At this scale, AI isn’t just saving time. It’s setting new baselines for accuracy and accountability.
For finance leaders, these developments signal a shift. AI investment isn’t an R&D experiment or back-office optimisation play anymore — it’s becoming part of core financial infrastructure. That includes how organisations model risk, allocate resources, and plan for regulatory change.
Yet scaling AI requires more than budget. It demands skills — and a strategy for how existing teams can work with AI, not against it.
Innes was candid about the practicalities: “We need to retrain and support people through this transition, not just at the grassroots level, but across the workforce.”
Clifford backed this with examples of AI being used not only to enhance complex decision-making — as in air traffic control simulations — but to train and upskill human staff with better, real-world data environments.
Finance functions aren’t exempt. Training budget owners, controllers, and risk managers to operate alongside AI systems won’t just improve productivity. It will become essential for auditability, assurance, and business continuity in an increasingly automated operating environment.

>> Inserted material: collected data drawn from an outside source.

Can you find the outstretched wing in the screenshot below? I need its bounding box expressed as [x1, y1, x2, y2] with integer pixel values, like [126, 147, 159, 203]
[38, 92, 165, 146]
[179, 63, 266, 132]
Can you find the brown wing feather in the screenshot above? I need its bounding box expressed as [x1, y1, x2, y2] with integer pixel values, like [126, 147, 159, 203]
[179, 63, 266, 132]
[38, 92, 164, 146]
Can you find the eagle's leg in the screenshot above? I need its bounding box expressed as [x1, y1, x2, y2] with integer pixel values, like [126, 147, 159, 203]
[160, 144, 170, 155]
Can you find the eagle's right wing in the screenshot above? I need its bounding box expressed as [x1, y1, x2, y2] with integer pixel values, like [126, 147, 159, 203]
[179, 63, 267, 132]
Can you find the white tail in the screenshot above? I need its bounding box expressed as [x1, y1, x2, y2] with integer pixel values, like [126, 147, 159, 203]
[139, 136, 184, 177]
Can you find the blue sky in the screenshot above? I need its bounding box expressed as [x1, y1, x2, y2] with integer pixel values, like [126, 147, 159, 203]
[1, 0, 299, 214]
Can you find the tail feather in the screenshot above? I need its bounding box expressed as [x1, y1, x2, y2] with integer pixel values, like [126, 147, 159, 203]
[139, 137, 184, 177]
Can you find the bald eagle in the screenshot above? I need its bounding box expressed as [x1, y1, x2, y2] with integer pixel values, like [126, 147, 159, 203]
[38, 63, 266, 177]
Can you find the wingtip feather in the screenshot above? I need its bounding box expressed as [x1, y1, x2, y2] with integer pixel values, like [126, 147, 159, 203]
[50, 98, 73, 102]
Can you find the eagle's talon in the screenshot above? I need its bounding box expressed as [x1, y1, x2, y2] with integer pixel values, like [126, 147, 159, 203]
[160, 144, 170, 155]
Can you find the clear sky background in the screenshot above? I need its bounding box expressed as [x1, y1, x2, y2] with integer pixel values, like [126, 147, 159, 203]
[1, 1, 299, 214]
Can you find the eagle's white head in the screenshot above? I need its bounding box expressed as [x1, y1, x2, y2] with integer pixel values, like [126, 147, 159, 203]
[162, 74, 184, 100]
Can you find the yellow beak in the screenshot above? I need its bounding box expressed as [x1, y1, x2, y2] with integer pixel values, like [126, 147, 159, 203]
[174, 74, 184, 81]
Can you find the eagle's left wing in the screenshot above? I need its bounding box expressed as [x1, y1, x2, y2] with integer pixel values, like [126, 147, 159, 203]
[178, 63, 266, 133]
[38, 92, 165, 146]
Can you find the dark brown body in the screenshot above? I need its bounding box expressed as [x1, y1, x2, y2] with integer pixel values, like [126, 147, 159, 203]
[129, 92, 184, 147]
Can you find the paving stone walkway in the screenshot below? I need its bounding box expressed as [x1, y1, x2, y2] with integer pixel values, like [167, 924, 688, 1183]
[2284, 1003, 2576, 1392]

The environmental debate around AI wasn’t ignored. In fact, both speakers tackled it head-on.
Innes referenced modelling showing the AI sector could consume as much energy annually as Japan by 2030. But Clifford reframed the question: “The problem isn’t energy use. It’s the source of that energy.”
He pointed to the UK’s strategy of powering data centres and AI infrastructure with small modular reactors (SMRs), and the alignment between tech investors and government on clean energy adoption.
For CFOs, this raises the bar. Tracking AI’s cost-to-serve won’t be enough. Finance teams will need to understand the carbon footprint of their models, data storage, and computational intensity — and make informed decisions about the infrastructure behind them.
The session returned repeatedly to one underlying theme: productivity. Not just labour substitution, but augmentation — tools that allow teams to do more, faster, with better data and fewer mistakes.
“AI has huge potential for economic growth,” Clifford noted. “But we need to adopt it fast, or we’ll fall behind.”
This was perhaps the most pointed takeaway for CFOs. Over the past 50 years, the UK’s productivity growth has lagged behind peers — in part, Clifford argued, due to slower technology adoption.
That can’t continue. Especially not when the next wave of economic competitiveness will be driven by which countries — and companies — build, adopt, and export AI tools fastest.
Both panellists emphasised that innovation alone isn’t enough. Governance needs to be built into AI’s expansion — not bolted on.
Here, the UK may have an advantage. Clifford highlighted efforts across the public sector — from regulators to civil servants — to embed AI literacy and ethics from the top down.
The AI Safety Institute, launched with cross-party support, is one example of how the UK is trying to lead not just in capability, but in credibility.
“We don’t talk about electricity companies as ‘electricity-powered businesses’ anymore,” Clifford said. “Soon, we won’t talk about AI businesses. We’ll just expect every business to use AI — responsibly.”
That responsibility will increasingly fall on CFOs. To make the right calls on investment. To demand transparency from vendors. To build internal controls that can scale with the tech. And to ask harder questions about the balance between value and risk.
The clearest insight from this panel wasn’t about algorithms or training tokens. It was about intent.
For organisations that view AI through a narrow lens — as hype, risk, or optional digital upgrade — the coming years will be uncomfortable. For those that treat it as a foundational shift in how work gets done, value is created, and services are delivered, the opportunities are considerable.
Either way, as the panel made clear, this isn’t a theoretical future. It’s already budgeted, deployed, and transforming the way the UK economy operates.
The only question left for CFOs: where are you in that curve?